Virtual machines (VMs) can help make life easier. Unfortunately, they can also be a pain point when it comes to security. To better protect your data, it is helpful to understand how your data can leak from a virtual machine.
What you need to know about a virtual machine is that it is just a normal process running on a hypervisor. Every process has its own memory space and you could treat it like the “virtual memory” in the virtual machine. Every memory page could be directly accessed by the hypervisor; therefore, it could be used inspect all the confidential information stored in the virtual memory on your VM.
When you are using secure shell to access your VM, all the traffic is encrypted and you also encrypt the virtual disk using a strong PGP encryption algorithm. You think everything is protected and no one can steal your data. However, if your VMs are running on a compromised hypervisor, your data is not safe at all. The key point is that all encrypted data will be eventually be stored in the memory in plain text format. Otherwise how could you read it from your editor? Consequently, everything shows on your editor and any strings you input on the browser could be directly access from the memory. Your data is naked.

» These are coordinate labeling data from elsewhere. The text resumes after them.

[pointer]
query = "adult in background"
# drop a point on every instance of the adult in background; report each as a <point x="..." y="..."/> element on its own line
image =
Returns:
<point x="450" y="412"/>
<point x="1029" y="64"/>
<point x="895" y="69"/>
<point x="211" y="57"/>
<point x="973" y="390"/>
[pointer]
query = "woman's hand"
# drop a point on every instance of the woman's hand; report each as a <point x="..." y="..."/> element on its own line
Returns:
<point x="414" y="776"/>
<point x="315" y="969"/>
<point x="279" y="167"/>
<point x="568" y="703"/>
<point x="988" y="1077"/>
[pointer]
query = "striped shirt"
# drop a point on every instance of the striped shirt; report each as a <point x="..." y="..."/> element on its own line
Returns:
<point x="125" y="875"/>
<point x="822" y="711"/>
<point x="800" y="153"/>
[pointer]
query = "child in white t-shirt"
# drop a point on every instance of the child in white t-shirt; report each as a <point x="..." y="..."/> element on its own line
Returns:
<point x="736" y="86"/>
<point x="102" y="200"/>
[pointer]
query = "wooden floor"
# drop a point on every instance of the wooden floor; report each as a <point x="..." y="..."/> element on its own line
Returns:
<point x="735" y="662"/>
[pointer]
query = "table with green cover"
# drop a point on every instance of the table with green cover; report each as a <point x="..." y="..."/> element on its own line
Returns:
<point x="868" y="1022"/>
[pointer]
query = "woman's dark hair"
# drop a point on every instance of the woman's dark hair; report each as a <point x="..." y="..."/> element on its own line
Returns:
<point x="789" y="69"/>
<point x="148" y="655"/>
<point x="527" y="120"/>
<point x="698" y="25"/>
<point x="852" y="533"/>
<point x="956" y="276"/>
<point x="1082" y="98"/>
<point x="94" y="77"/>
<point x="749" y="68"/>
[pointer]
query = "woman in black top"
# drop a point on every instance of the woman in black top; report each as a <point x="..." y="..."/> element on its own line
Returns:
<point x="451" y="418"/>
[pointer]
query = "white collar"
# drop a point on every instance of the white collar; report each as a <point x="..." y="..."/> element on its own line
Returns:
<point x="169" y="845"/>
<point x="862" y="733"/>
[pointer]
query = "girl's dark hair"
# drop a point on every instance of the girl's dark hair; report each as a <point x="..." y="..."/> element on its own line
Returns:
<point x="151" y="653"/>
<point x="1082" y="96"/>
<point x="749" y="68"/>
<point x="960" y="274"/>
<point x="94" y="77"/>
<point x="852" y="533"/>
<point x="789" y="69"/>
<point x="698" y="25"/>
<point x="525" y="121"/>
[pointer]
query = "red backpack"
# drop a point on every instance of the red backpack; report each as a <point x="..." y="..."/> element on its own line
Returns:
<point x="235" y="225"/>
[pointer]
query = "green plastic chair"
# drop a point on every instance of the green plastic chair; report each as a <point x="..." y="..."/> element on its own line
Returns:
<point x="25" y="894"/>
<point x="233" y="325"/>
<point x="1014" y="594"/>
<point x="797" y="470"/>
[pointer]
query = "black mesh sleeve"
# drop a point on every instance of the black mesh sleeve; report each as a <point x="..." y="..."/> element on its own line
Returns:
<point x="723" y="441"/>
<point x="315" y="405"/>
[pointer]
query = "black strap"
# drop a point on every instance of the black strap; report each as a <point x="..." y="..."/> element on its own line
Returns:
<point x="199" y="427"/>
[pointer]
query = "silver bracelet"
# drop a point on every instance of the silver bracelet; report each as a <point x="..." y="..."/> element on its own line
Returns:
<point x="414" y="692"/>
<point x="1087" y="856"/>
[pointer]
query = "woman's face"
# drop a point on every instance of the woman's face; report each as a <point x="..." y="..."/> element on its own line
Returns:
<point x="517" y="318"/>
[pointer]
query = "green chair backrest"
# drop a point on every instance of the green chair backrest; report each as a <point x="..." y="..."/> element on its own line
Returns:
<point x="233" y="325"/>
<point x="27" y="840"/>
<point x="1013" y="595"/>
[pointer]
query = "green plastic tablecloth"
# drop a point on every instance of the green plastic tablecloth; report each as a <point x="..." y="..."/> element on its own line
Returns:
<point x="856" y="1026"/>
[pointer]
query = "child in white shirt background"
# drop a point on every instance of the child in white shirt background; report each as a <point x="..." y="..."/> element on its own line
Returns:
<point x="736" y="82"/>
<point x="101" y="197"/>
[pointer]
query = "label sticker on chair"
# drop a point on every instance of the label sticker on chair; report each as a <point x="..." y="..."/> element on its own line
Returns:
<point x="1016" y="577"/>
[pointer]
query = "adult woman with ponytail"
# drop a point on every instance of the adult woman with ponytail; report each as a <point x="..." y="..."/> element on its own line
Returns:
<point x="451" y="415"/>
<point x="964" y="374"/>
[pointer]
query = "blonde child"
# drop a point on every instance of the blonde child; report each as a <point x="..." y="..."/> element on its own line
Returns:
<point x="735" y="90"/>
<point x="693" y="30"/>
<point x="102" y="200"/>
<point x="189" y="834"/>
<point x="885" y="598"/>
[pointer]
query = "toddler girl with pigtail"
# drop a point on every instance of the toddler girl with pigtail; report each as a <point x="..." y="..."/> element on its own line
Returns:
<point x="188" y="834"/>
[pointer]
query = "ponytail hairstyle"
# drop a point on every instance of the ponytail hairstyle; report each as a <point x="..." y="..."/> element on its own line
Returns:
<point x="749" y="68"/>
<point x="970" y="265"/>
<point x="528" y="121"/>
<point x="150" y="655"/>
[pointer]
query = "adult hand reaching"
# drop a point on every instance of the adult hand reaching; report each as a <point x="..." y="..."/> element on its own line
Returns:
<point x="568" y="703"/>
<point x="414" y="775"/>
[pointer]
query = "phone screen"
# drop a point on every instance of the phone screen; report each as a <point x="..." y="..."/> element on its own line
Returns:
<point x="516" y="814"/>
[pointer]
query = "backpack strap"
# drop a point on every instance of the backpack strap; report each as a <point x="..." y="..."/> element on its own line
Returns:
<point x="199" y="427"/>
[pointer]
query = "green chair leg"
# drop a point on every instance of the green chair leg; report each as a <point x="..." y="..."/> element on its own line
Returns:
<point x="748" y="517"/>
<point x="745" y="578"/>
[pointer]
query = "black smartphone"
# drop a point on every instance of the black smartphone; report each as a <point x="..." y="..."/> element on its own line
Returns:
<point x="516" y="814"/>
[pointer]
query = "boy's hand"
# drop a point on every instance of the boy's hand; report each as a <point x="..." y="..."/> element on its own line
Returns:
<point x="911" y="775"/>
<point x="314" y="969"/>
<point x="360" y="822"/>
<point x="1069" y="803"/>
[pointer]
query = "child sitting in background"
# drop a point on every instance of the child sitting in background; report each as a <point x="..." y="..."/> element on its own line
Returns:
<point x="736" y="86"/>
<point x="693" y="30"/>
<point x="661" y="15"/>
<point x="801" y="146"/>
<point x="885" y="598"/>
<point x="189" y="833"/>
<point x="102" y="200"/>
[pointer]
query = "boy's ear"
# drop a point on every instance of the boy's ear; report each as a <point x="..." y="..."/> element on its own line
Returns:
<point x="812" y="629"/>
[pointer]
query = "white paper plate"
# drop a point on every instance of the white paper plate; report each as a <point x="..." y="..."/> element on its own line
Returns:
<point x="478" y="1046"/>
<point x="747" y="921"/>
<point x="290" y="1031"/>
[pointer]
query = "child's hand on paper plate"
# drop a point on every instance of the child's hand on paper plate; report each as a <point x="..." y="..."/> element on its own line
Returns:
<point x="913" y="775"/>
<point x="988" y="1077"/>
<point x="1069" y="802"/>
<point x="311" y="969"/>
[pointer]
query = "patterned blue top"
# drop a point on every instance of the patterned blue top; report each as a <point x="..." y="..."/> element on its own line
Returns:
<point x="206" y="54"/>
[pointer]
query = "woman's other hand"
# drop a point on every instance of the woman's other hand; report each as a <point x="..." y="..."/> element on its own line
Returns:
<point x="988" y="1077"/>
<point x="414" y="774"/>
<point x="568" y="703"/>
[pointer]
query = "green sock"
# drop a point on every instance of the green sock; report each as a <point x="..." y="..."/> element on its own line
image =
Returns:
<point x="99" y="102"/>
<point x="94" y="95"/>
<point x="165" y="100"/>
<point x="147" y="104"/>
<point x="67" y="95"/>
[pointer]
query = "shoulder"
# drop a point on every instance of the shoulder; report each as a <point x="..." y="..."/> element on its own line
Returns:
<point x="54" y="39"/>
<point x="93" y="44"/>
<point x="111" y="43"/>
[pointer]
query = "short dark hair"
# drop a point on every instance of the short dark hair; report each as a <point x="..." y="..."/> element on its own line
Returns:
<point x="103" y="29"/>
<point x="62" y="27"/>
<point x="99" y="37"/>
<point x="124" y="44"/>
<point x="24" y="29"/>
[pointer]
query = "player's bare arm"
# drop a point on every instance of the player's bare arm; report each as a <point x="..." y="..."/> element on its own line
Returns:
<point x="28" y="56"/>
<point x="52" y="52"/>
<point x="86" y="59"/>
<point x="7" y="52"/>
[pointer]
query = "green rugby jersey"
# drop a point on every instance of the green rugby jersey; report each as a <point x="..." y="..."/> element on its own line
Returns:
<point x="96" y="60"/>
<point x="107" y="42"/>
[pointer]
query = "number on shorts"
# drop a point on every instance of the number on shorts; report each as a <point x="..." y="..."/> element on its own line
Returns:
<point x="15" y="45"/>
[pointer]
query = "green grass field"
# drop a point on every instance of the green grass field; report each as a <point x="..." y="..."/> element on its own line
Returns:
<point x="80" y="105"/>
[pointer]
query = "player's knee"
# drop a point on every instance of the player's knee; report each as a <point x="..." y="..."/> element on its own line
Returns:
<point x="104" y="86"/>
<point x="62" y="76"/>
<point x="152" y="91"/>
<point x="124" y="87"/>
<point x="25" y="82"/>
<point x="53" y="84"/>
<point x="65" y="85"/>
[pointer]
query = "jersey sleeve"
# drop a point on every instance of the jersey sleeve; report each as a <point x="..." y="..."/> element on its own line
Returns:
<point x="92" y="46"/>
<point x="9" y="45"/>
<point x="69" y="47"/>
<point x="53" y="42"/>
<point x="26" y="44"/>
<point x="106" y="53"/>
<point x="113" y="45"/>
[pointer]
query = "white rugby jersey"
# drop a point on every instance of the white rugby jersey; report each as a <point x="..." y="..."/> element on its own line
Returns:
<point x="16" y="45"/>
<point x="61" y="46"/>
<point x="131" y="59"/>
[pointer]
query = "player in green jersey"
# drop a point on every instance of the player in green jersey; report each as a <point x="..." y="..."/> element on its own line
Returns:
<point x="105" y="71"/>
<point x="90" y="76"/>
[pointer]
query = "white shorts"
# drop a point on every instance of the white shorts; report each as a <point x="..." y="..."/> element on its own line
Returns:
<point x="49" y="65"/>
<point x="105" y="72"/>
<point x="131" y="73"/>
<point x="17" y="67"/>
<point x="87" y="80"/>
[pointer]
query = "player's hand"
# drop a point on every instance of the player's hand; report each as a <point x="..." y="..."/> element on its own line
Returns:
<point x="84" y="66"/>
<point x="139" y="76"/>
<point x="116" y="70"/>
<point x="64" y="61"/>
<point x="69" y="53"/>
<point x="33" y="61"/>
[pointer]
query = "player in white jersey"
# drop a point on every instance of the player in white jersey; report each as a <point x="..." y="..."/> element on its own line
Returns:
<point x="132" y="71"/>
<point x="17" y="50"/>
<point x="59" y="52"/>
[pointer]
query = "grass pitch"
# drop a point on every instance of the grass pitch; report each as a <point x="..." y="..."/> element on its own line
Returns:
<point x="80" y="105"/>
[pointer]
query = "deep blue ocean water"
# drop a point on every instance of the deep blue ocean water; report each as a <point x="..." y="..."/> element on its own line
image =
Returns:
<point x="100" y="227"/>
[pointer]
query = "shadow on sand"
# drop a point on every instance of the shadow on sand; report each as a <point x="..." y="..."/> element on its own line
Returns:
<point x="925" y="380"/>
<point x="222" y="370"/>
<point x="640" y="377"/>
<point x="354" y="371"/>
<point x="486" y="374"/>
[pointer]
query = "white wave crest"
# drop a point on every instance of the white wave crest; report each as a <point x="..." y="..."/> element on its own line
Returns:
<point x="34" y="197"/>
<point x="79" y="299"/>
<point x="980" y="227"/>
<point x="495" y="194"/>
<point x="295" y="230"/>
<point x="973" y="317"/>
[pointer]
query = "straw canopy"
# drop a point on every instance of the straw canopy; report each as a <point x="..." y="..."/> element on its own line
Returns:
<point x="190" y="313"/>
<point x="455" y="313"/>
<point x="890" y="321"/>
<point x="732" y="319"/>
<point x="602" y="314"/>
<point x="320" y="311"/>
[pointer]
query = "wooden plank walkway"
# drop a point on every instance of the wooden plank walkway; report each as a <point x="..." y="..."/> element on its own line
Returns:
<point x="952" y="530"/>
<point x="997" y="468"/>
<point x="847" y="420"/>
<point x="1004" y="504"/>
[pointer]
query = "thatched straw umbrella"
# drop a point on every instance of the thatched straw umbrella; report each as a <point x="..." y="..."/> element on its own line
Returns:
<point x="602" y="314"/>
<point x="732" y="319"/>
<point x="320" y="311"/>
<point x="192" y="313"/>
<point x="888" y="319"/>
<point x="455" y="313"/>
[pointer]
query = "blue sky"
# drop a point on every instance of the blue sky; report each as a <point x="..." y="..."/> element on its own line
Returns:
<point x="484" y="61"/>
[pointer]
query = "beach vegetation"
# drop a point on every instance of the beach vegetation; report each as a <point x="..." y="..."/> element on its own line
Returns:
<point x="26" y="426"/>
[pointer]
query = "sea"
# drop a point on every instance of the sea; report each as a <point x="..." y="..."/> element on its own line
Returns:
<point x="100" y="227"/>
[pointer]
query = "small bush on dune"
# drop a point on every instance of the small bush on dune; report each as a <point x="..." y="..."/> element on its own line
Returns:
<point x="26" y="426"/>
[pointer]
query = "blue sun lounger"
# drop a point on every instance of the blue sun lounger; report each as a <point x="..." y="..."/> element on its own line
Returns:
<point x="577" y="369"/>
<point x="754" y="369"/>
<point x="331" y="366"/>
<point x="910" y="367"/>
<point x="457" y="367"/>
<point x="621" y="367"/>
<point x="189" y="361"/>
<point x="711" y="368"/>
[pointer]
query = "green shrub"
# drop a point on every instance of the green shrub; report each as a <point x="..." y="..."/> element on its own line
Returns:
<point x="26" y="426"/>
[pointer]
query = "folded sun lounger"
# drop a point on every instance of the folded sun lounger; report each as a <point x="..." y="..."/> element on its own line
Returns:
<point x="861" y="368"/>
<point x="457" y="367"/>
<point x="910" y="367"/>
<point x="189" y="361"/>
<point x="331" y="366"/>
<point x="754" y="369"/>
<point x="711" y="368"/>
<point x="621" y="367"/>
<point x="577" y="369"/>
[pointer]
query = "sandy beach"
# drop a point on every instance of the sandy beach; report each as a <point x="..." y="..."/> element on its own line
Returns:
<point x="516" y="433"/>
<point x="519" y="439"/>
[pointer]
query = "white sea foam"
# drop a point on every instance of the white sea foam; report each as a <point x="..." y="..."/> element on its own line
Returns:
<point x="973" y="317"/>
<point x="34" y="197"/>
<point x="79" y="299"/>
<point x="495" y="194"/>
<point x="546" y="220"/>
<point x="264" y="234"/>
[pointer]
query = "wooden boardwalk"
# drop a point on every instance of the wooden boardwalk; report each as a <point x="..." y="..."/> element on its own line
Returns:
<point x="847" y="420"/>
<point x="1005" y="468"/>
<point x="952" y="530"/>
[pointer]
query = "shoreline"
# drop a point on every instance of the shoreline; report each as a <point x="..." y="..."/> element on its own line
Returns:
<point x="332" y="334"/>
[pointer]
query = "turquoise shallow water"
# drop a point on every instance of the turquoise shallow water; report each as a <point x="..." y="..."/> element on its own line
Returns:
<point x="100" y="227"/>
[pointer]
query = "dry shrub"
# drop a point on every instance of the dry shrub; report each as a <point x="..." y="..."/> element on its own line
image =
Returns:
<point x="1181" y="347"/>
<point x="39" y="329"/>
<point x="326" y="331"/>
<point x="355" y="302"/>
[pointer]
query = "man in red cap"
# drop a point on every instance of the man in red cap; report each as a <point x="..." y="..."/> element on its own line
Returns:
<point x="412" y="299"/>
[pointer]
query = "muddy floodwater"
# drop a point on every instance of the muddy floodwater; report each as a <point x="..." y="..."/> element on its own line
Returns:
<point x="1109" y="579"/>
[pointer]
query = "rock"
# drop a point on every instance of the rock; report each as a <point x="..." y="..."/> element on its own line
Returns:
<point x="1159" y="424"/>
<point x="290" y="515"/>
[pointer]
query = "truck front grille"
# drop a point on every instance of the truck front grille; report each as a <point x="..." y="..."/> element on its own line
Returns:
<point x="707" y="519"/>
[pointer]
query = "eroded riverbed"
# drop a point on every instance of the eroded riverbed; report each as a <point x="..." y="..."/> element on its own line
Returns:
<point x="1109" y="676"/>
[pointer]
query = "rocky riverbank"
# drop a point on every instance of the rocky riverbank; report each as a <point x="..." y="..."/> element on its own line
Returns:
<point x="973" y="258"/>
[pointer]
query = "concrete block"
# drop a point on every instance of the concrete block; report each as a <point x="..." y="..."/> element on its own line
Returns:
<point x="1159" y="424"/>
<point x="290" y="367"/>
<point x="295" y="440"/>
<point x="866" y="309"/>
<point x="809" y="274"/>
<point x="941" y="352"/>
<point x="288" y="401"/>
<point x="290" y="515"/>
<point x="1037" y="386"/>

Every process running on Linux kernel has two files that store all the memory information:
- /proc/<the pid of the process>/maps
- /proc/<the pid of the process>/mem
In the first file, it is possible to know exactly how the virtual memory is mapped to physical memory and get many ranges from this file to access the physical memory.
Here is the snippet from the /proc/pid/maps:
7f56bc021000-7f56c0000000 —p 00000000 00:00 0
7f56c0000000-7f56c0021000 rw-p 00000000 00:00 0
7f56c0021000-7f56c4000000 —p 00000000 00:00 0
7f56c4000000-7f56c4021000 rw-p 00000000 00:00 0
7f56c4021000-7f56c8000000 —p 00000000 00:00 0
7f56c8000000-7f56c8021000 rw-p 00000000 00:00 0
7f56c8021000-7f56cc000000 —p 00000000 00:00 0
After getting all the ranges to access the physical memory, they could be used to go through the second file. The second file contains all the contents in the memory. It is that easy to search for a credit card number in the memory by doing pattern matching.
The precondition of using this technique is to have root privilege on the hypervisor. The new question becomes: is it easy to get the root privilege? Think about the public cloud. The public cloud providers will definitely have the root privilege to their hypervisors, therefore your data is transparent to them. You are the only person that could access the data stored in your VM!